A canvas. A painting. A self-portrait of the artist maybe?
« Maquillage has no need to hide itself or to shrink from being suspected; on the contrary, let it display itself, at least if it does so with frankness and honesty.” Charles Baudelaire
A canvas. A painting. A self-portrait of the artist maybe? A languid woman, her eyes closed, naked and lying, her left leg folded up against her chest. The whole thing in shades of grey, blue, mauve and ocher. Painted from under, the figure seems to emerge and dissolve at the same time. It seems to float in the middle of the canvas: framing and colors confirm this indecisiveness.
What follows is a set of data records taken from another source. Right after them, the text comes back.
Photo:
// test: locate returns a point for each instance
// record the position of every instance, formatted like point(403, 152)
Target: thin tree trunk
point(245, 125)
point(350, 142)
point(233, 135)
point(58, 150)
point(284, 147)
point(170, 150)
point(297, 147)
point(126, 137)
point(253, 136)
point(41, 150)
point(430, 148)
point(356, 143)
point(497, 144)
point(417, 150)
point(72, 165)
We witness the emergence of a form as well as its possible disappearance. The painting both absorbs and reveals the image. The seemingly unfinished touch is ingeniously accentuated by an accumulation of colors on the bare left shoulder. There, Paz Corona has laid the elusive pictorial elements she uses to give life to her silhouette. It is clearly the painter’s palette, which has been fully integrated to the general composition. Paz Corona lets us see her pictorial process in progress. And she does so without ostentation, but instead, with a delicacy that flirts with invisibility. If her palette can go unnoticed, there is one detail, which, once seen, cannot be unseen: the red nail polish on the model’s right hand and left foot. The brightness of this nail polish stands in stark contrast with the gloominess of the whole composition. This polish disrupts the whole monochromatic harmony of the painting. It is the punctum of this representation, if we refer to a photographic notion elaborated by Barthes in photography to characterize what punctuates a photograph, what punches us in the eye. There is something gently insolent in the tenuous yet persisting presence of this red nail polish, which reminds us that painting is also a “cosmetics”, and as such, can be considered a dangerous supplement. Here, Paz Corona discreetly emphasizes what Plato saw as a scandal and a threat to the essentialist conception of the truth. This polish that punctuates the painting is for sure the delicate yet evident sign of a woman-aspiring art, which, regardless of the artist’s gender, looms over the whole question of painting.